Grupo Bertin agora vai disputar trem-bala

Depois de participar do consórcio vencedor de Belo Monte, empresa deve ser um dos principais sócios brasileiros do consórcio coreano KTX

Renée Pereira, O Estado de S.Paulo

28 de abril de 2010 | 00h00

Depois de vencer o leilão da Hidrelétrica de Belo Monte, no consórcio Norte Energia, o Grupo Bertin se prepara para entrar em outra competição de peso. A empresa, tradicional no ramo frigorífico, deve ser um dos principais sócios brasileiros do consórcio coreano KTX, que vai disputar a concessão do Trem de Alta Velocidade (TAV), entre Rio, São Paulo e Campinas.

Os dois empreendimentos (TAV e Belo Monte) são os maiores do Brasil na atualidade. Juntos somam investimentos de R$ 50 bilhões. A dúvida é se o Bertin terá capacidade financeira para bancar parceria nos dois projetos bilionários. Há cerca de dois anos, o grupo participou, em consórcio, de dois leilões de usinas termoelétricas, mas não conseguiu fazer o depósito das garantias no prazo estabelecido pela Agência Nacional de Energia Elétrica (Aneel), nos valores de R$ 370 milhões e R$ 196 milhões. Além de ser multado, também teve 1% da garantia executada pelo órgão regulador.

Para os coreanos, no entanto, o episódio ainda não é motivo de preocupação. Outras cinco companhias negociam uma possível entrada no consórcio para disputar o TAV. Três são brasileiras, uma é argentina e outra é italiana, afirma o representante brasileiro do grupo coreano, Paulo Benites. Ele não quis dar os nomes das demais empresas por ainda estarem em negociação.

Em visita de três dias pelo Brasil, os coreanos estão otimistas com a disputa e se colocam como "a solução para o TAV brasileiro". Ontem, eles se reuniram em um hotel em São Paulo para confirmar seu interesse no empreendimento. Além dos executivos das empresas KRNA (Korea Rail Network Authority), Korail e KRRI, núcleo do consórcio, a comitiva coreana contava com representantes de gigantes (construtoras) como Posco, Hyundai, GS Group, Lotte, Daewoo, Daelim, Samsung e SK.

Segundo o presidente da KRNA, Cho Hyun Yong, essas empresas vão ajudar o consórcio a preparar o modelo de negócios e a proposta coreana para o TAV brasileiro. "Assim que o governo definir as regras (lançar o edital), essa equipe estará pronta para adequar nossa participação no projeto."

Ele alertou, no entanto, que é preciso ter agilidade para conseguir liberar o processo o mais rapidamente possível, se o País quiser contar com o empreendimento até os Jogos Olímpicos de 2016, no Rio. "Para colocar o trem em operação nesta data, temos de receber os estudos de viabilidade este ano e começar a construção em 2011."

Mudanças no traçado. O coordenador-geral do projeto, Daniel Sunduck Suh, destacou que o grupo, que tem total apoio do governo coreano, trabalha com algumas alternativas de mudanças no traçado do TAV para reduzir o custo e melhorar a rentabilidade do projeto. "Mas tudo vai depender das determinações do governo no edital. Se puder, podemos mexer até no número de estações, preservando aquelas estações mandatórias."

A comitiva deve participar hoje de reuniões em Brasília, com a Agência Nacional de Transportes Terrestres (ANTT), a estatal Valec e o Ministério dos Transportes.
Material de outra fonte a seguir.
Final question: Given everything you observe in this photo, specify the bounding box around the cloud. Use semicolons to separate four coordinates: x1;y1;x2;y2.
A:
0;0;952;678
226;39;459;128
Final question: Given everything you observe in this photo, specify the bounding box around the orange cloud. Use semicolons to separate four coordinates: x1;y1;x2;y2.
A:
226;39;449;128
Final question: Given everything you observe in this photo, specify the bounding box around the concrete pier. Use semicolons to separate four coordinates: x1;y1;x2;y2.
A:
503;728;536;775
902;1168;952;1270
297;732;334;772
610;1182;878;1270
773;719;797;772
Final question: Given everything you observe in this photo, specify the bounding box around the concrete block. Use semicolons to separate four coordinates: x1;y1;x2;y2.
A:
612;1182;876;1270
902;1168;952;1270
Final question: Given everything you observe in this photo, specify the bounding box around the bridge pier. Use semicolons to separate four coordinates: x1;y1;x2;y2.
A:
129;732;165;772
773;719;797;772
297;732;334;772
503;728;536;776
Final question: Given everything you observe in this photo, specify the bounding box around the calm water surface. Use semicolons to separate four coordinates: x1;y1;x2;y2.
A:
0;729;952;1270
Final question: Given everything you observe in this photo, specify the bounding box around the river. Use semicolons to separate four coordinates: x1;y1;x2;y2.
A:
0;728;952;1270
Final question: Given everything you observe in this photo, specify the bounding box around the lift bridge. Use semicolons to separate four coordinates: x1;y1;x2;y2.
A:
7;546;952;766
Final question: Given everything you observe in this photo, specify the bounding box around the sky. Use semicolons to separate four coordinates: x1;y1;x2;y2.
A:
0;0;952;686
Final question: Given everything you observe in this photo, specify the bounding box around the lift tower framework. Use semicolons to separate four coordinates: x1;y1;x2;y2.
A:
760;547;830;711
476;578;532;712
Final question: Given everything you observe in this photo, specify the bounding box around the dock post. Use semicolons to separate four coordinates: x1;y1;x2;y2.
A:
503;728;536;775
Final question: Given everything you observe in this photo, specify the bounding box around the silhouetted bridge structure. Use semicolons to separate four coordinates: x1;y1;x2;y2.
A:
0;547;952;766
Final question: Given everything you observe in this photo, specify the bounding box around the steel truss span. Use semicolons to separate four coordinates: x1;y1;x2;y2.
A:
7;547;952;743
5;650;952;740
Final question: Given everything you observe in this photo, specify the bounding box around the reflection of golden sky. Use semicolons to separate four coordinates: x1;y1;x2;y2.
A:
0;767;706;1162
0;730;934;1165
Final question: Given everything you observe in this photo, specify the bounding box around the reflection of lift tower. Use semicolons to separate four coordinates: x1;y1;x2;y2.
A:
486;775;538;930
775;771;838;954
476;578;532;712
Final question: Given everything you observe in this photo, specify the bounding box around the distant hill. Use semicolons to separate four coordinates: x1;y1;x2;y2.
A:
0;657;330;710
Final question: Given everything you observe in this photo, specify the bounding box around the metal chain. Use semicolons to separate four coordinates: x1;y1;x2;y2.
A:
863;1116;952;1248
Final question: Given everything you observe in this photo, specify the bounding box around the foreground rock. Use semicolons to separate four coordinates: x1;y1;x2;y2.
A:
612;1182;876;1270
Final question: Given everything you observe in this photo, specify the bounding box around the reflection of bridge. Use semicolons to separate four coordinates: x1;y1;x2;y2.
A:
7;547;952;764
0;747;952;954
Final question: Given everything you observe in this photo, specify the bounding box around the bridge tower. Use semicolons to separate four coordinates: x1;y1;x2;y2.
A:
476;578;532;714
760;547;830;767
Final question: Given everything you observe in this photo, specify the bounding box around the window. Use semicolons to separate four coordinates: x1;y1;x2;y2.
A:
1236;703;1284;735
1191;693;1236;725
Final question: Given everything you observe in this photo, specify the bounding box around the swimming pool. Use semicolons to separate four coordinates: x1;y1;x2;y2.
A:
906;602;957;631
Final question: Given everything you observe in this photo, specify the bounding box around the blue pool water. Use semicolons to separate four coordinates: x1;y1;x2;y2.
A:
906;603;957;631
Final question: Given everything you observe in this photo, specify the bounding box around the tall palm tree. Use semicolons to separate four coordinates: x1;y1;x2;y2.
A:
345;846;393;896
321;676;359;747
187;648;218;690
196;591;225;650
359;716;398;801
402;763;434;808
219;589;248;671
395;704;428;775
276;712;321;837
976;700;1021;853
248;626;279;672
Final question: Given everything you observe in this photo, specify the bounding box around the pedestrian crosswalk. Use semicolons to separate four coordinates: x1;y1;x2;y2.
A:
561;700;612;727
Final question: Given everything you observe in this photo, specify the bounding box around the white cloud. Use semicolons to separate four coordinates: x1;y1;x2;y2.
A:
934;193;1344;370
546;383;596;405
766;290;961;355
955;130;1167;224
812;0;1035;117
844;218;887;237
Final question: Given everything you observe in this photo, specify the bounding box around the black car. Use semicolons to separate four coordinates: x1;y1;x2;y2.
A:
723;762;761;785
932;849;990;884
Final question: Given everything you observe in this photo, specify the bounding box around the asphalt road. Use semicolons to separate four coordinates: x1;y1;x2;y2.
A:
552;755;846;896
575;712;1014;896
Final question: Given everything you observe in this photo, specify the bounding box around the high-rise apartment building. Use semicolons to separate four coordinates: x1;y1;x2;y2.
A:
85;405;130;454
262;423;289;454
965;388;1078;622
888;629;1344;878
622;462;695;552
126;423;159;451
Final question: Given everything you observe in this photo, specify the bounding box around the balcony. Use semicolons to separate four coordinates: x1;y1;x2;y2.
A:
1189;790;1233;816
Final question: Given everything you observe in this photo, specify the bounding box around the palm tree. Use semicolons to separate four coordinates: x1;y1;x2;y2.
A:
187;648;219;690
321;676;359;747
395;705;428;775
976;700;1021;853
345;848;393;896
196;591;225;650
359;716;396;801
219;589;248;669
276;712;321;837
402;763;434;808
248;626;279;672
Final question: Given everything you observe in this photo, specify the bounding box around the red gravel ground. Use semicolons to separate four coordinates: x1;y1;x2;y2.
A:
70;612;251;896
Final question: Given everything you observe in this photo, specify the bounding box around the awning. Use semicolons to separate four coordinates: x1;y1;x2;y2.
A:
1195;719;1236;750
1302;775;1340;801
Os representantes não adiantaram qual a pauta, mas esperam alguma sinalização do governo em relação aos principais riscos do empreendimento, como a questão ambiental e as desapropriações. Na avaliação dos coreanos, se não forem bem definidos, os dois pontos podem atrapalhar o cronograma do projeto.

PARA LEMBRAR

Além dos coreanos, os chineses também devem entrar na disputa pelo Trem de Alta Velocidade (TAV), entre Rio, São Paulo e Campinas. Há ainda expectativa de ofertas por parte de japoneses, franceses e alemães. Mas, até agora, são asiáticos que tem demonstrado maior apetite pelo projeto. Diante da possível disputa, o governo brasileiro corre contra o tempo para tentar realizar logo o leilão de concessão. Como é um ano eleitoral, há prazos para assinatura de contratos. A ideia é fazer a disputa até julho para não correr o risco de deixar o processo para o próximo governo, que pode encostar o projeto. O edital está em análise no Tribunal de Contas da União (TCU).